As a matter of comity, it would be best left to the New Jersey courts to determine if they can entertain Petitioner's unexhausted claims, if the mootness thereof were to be excused. District courts should dismiss petitions containing unexhausted claims in the absence of a state court decision precluding further relief, even if it is not likely that a state court will consider the claims on the merits. Banks v. Horn, 126 F.3d 206, 212-14 (3d Cir. 1997); see Toulson, 987 F.2d at 989 ("Because no [New Jersey] court has concluded that petitioner is procedurally barred from raising his unexhausted claims and state law does not clearly require a finding of default, we hold that the district court should have dismissed the petition without prejudice for failure to exhaust state remedies"). Here, no state court has concluded that Petitioner is procedurally barred from raising his unexhausted claims. Therefore, because New Jersey law does not clearly require a finding of default, this Court will not presume that Petitioner's unexhausted claims would necessarily be barred from New Jersey Supreme Court review.

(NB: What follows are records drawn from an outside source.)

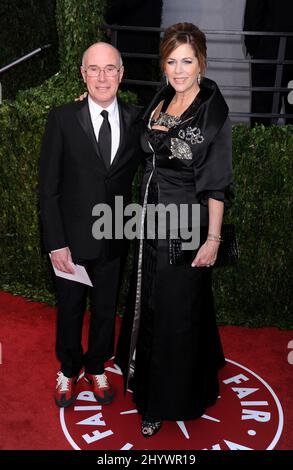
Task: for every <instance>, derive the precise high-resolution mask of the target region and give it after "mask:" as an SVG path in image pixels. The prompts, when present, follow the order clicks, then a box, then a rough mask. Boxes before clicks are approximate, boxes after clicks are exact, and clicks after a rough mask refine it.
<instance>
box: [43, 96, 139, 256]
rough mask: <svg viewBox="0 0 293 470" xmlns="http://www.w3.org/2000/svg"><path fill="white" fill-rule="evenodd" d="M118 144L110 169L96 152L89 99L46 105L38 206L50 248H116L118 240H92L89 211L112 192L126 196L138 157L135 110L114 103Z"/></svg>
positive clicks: (47, 249) (49, 246)
mask: <svg viewBox="0 0 293 470" xmlns="http://www.w3.org/2000/svg"><path fill="white" fill-rule="evenodd" d="M118 106H119V118H120V144H119V148H118V151H117V153H116V155H115V159H114V160H113V162H112V164H111V166H110V168H109V169H108V170H107V168H106V166H105V163H104V161H103V158H102V157H101V155H100V153H99V149H98V145H97V141H96V138H95V134H94V129H93V125H92V122H91V118H90V113H89V107H88V100H87V99H86V100H84V101H82V102H75V103H70V104H67V105H63V106H60V107H58V108H54V109H53V110H51V112H50V114H49V118H48V122H47V126H46V130H45V134H44V138H43V144H42V150H41V161H40V209H41V219H42V223H43V233H44V245H45V249H46V250H47V251H48V252H49V251H52V250H56V249H59V248H62V247H65V246H68V247H69V248H70V250H71V253H72V256H73V257H74V258H83V259H94V258H97V257H98V256H100V254H101V253H102V252H103V253H105V252H106V255H107V256H108V257H114V256H117V255H119V254H120V253H121V250H123V247H124V243H123V241H122V240H109V241H106V240H104V239H102V240H96V239H95V238H94V237H93V235H92V227H93V224H94V222H95V220H96V219H97V217H96V218H95V217H93V215H92V210H93V207H94V206H95V205H96V204H99V203H106V204H108V205H109V206H110V207H111V208H112V209H113V210H114V202H115V196H123V201H124V205H125V204H127V203H129V202H130V201H131V184H132V180H133V176H134V174H135V171H136V169H137V166H138V163H139V161H140V158H141V150H140V146H139V129H138V126H139V121H138V119H137V118H138V115H139V112H140V109H139V108H137V107H135V106H132V105H127V104H124V103H121V102H119V100H118Z"/></svg>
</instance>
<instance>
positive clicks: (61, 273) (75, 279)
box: [49, 255, 93, 287]
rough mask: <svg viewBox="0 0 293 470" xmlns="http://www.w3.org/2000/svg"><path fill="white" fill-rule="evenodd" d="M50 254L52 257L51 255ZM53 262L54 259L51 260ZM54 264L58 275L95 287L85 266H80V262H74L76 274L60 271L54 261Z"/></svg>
mask: <svg viewBox="0 0 293 470" xmlns="http://www.w3.org/2000/svg"><path fill="white" fill-rule="evenodd" d="M49 256H50V259H51V255H49ZM51 263H52V260H51ZM52 266H53V269H54V272H55V274H56V276H59V277H64V279H69V280H70V281H75V282H81V283H82V284H86V285H87V286H91V287H93V285H92V283H91V280H90V278H89V276H88V273H87V272H86V269H85V268H84V266H80V265H79V264H73V263H72V266H74V274H69V273H64V272H63V271H60V270H59V269H57V268H55V266H54V265H53V263H52Z"/></svg>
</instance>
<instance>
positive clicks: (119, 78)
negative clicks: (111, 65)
mask: <svg viewBox="0 0 293 470" xmlns="http://www.w3.org/2000/svg"><path fill="white" fill-rule="evenodd" d="M123 74H124V67H123V65H121V67H120V70H119V83H120V82H121V80H122V77H123Z"/></svg>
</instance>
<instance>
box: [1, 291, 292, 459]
mask: <svg viewBox="0 0 293 470" xmlns="http://www.w3.org/2000/svg"><path fill="white" fill-rule="evenodd" d="M0 321H1V323H0V324H1V330H0V343H1V352H2V355H1V361H0V363H1V364H0V374H1V398H0V400H1V402H0V413H1V422H0V449H3V450H4V449H5V450H9V449H15V450H16V449H34V450H36V449H40V450H41V449H49V450H55V449H60V450H62V449H73V448H75V449H78V448H80V449H86V450H91V449H94V450H98V449H121V448H124V449H146V448H148V449H170V450H171V449H204V448H207V449H223V450H227V449H235V448H251V449H267V448H269V449H271V448H274V449H279V450H287V449H293V411H292V410H293V396H292V373H293V364H291V365H290V364H289V361H288V354H289V352H290V349H288V343H289V341H290V340H293V331H284V330H279V329H277V328H262V329H251V328H242V327H222V328H221V336H222V339H223V344H224V349H225V355H226V358H227V359H228V364H227V366H226V367H225V368H224V369H223V371H222V372H221V395H220V399H219V400H218V402H217V403H216V405H214V406H213V407H211V408H209V409H208V410H207V412H206V413H207V414H206V415H204V416H203V417H202V418H200V419H199V420H196V421H190V422H188V421H187V422H178V423H173V422H166V423H164V424H163V428H162V430H161V431H160V433H159V434H158V435H157V436H155V437H154V438H152V439H151V440H145V439H144V438H143V437H140V433H139V416H138V415H137V413H136V412H135V407H134V405H133V403H132V401H131V394H130V393H128V394H127V395H126V397H124V396H123V393H122V379H121V376H120V375H119V374H118V373H117V370H115V369H114V368H113V364H112V363H111V362H109V367H110V368H112V369H110V370H109V372H108V375H109V377H110V378H111V380H112V382H113V384H114V386H115V389H116V397H117V398H116V400H115V402H114V403H113V404H112V405H110V406H108V407H106V406H104V407H103V409H102V407H99V406H97V403H96V402H95V401H94V400H93V397H92V395H91V393H90V392H89V391H88V390H87V386H86V384H85V383H84V381H83V380H80V382H79V392H80V393H79V396H78V400H77V401H76V403H75V406H74V407H70V409H66V410H65V412H64V413H63V412H61V413H60V412H59V409H58V408H57V407H56V405H55V403H54V401H53V397H52V396H53V389H54V386H55V380H56V371H57V369H58V362H57V361H56V358H55V355H54V340H55V310H54V309H52V308H49V307H47V306H46V305H44V304H39V303H36V302H29V301H27V300H25V299H23V298H21V297H15V296H12V295H10V294H8V293H0ZM117 328H118V322H117ZM291 350H292V349H291ZM290 362H293V361H292V360H290ZM282 415H283V416H282Z"/></svg>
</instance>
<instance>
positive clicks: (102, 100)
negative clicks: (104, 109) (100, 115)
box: [81, 44, 124, 108]
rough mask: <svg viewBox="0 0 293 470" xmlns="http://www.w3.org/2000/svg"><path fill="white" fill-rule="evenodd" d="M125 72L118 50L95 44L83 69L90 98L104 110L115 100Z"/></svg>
mask: <svg viewBox="0 0 293 470" xmlns="http://www.w3.org/2000/svg"><path fill="white" fill-rule="evenodd" d="M111 66H112V67H111ZM105 67H106V70H105ZM115 67H116V68H115ZM108 70H109V71H108ZM107 71H108V72H107ZM123 71H124V69H123V66H121V65H120V60H119V56H118V54H117V52H116V50H115V49H114V48H112V47H111V46H110V45H109V44H95V45H94V46H92V47H90V48H89V49H88V51H87V53H86V56H85V58H84V66H82V67H81V73H82V76H83V80H84V82H85V83H86V86H87V89H88V92H89V95H90V97H91V98H92V99H93V100H94V101H95V102H96V103H97V104H99V105H100V106H103V108H106V107H107V106H109V105H110V104H111V103H112V101H113V100H114V98H115V96H116V93H117V91H118V87H119V84H120V82H121V80H122V76H123ZM113 73H114V75H112V74H113Z"/></svg>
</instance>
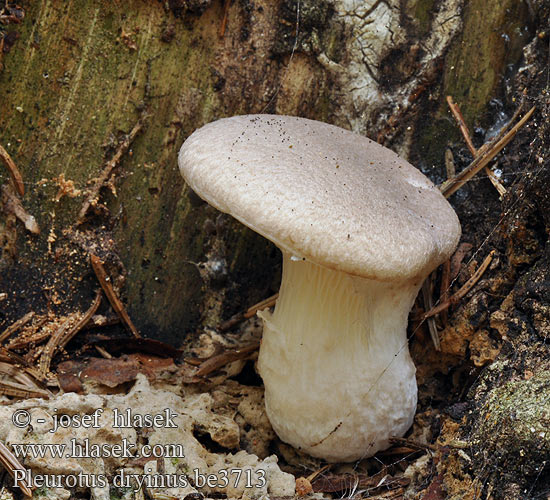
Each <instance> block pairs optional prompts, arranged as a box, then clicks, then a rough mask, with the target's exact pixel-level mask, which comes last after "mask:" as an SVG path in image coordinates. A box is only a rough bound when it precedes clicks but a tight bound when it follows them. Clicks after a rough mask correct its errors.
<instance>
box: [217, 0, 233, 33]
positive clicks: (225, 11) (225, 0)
mask: <svg viewBox="0 0 550 500" xmlns="http://www.w3.org/2000/svg"><path fill="white" fill-rule="evenodd" d="M230 6H231V0H225V2H224V5H223V19H222V24H221V26H220V33H219V35H220V38H223V36H224V35H225V28H227V19H228V18H229V7H230Z"/></svg>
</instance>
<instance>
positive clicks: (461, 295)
mask: <svg viewBox="0 0 550 500" xmlns="http://www.w3.org/2000/svg"><path fill="white" fill-rule="evenodd" d="M494 255H495V250H491V252H490V253H489V255H487V257H485V260H484V261H483V262H482V263H481V266H479V267H478V268H477V270H476V272H475V273H474V274H473V275H472V277H471V278H470V279H469V280H468V281H467V282H466V283H464V285H463V286H462V287H461V288H460V290H459V291H458V292H456V293H455V294H454V295H452V296H451V298H450V299H448V300H446V301H444V302H440V303H439V304H438V305H437V306H435V307H434V308H432V309H430V310H429V311H427V312H426V313H425V314H424V315H423V316H422V319H426V318H430V317H432V316H434V315H436V314H437V313H440V312H441V311H444V310H445V309H447V308H448V307H449V306H451V305H452V304H457V303H458V302H459V301H460V299H462V298H463V297H464V296H465V295H466V294H467V293H468V292H469V291H470V290H471V289H472V288H473V287H474V285H475V284H476V283H477V282H478V281H479V279H480V278H481V276H483V273H484V272H485V270H486V269H487V268H488V267H489V264H490V263H491V261H492V260H493V256H494Z"/></svg>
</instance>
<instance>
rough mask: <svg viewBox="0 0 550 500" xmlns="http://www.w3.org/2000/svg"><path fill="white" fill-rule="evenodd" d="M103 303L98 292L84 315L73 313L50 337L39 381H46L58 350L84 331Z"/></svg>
mask: <svg viewBox="0 0 550 500" xmlns="http://www.w3.org/2000/svg"><path fill="white" fill-rule="evenodd" d="M100 303H101V292H100V291H99V290H98V292H97V293H96V297H95V299H94V302H93V303H92V305H91V306H90V308H89V309H88V310H87V311H86V312H85V313H84V314H82V315H81V314H78V313H73V314H71V315H69V317H68V318H67V319H66V320H65V321H64V322H63V323H62V325H61V326H60V327H59V328H58V329H57V331H56V332H55V333H54V334H53V335H52V336H51V337H50V340H49V341H48V343H47V344H46V346H45V347H44V350H43V351H42V355H41V357H40V363H39V380H45V379H46V378H47V375H48V373H49V371H50V364H51V361H52V357H53V355H54V353H55V351H56V350H57V349H61V348H63V347H65V345H67V343H68V342H69V341H70V340H71V339H72V338H73V337H74V336H75V335H76V334H77V333H78V332H79V331H80V330H81V329H82V327H83V326H84V325H85V324H86V323H87V322H88V321H89V320H90V318H91V317H92V316H93V315H94V314H95V312H96V311H97V308H98V307H99V304H100Z"/></svg>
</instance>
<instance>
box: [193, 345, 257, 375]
mask: <svg viewBox="0 0 550 500" xmlns="http://www.w3.org/2000/svg"><path fill="white" fill-rule="evenodd" d="M259 347H260V343H259V342H254V343H253V344H250V345H248V346H245V347H241V348H239V349H234V350H231V351H225V352H223V353H221V354H218V355H217V356H213V357H211V358H209V359H207V360H206V361H203V362H202V363H201V364H200V365H199V369H198V370H197V372H196V373H195V377H206V376H207V375H208V374H210V373H212V372H213V371H215V370H217V369H219V368H221V367H222V366H225V365H227V364H229V363H233V361H238V360H239V359H246V358H248V357H249V356H250V355H251V354H252V353H253V352H254V351H257V350H258V349H259Z"/></svg>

But "if a prisoner could establish that the activities of the state authorities made the prisoner's resort to the state procedures in effect unavailable, exhaustion would be excused."Mayberry v. Petsock, 821 F.2d 179, 184 (3d Cir. 1987). However, discovery and an evidentiary hearing should not be made available to a petitioner who seeks relief from the exhaustion rule "unless the petitioner sets forth facts with sufficient specificity that the district court may be able, by examination of the allegations and the response, if any, to determine if further proceedings are appropriate." Id. at 186. "[T]he allegations of exhaustion must be at least as specific with respect to the facts allegedly excusing exhaustion as is required for allegations alleging constitutional deprivation as the basis for the habeas petition."Id. at 187.
Petitioner here does not allege that state procedures were in effect unavailable to him. Thus, Petitioner's petition would nevertheless be dismissed for failure to exhaust all state court remedies absent a finding that they are moot.
5. Certificate of Appealability
An appeal may not be taken from a final order in a proceeding under 28 U.S.C. § 2254 unless a circuit justice or judge issues a certificate of appealability. 28 U.S.C. § 2253(c). A certificate of appealability may issue "only if the applicant has made a substantial showing of the denial of a constitutional right." 28 U.S.C. § 2253(c)(2). "A petitioner satisfies this standard by demonstrating that jurists of reason could disagree with the district court's resolution of his constitutional claims or that jurists could conclude the issues presented are adequate to deserve encouragement to proceed further." Miller-El v. Cockrell, 1537 U.S. 322 (2003). "When the district court denies a habeas petition on procedural grounds without reaching the prisoner's underlying constitutional claim, a COA should issue when the prisoner shows, at least, that jurists of reason would find it debatable whether the petition states a valid claim of the denial of a constitutional right and that jurists of reason would find it debatable whether the district court was correct in its procedural ruling." Slack v. McDaniel, 529 U.S. 473, 484 (2000).
Jurists of reason would not find the Court's procedural disposition of this matter debatable. Accordingly, no certificate of appealability will issue.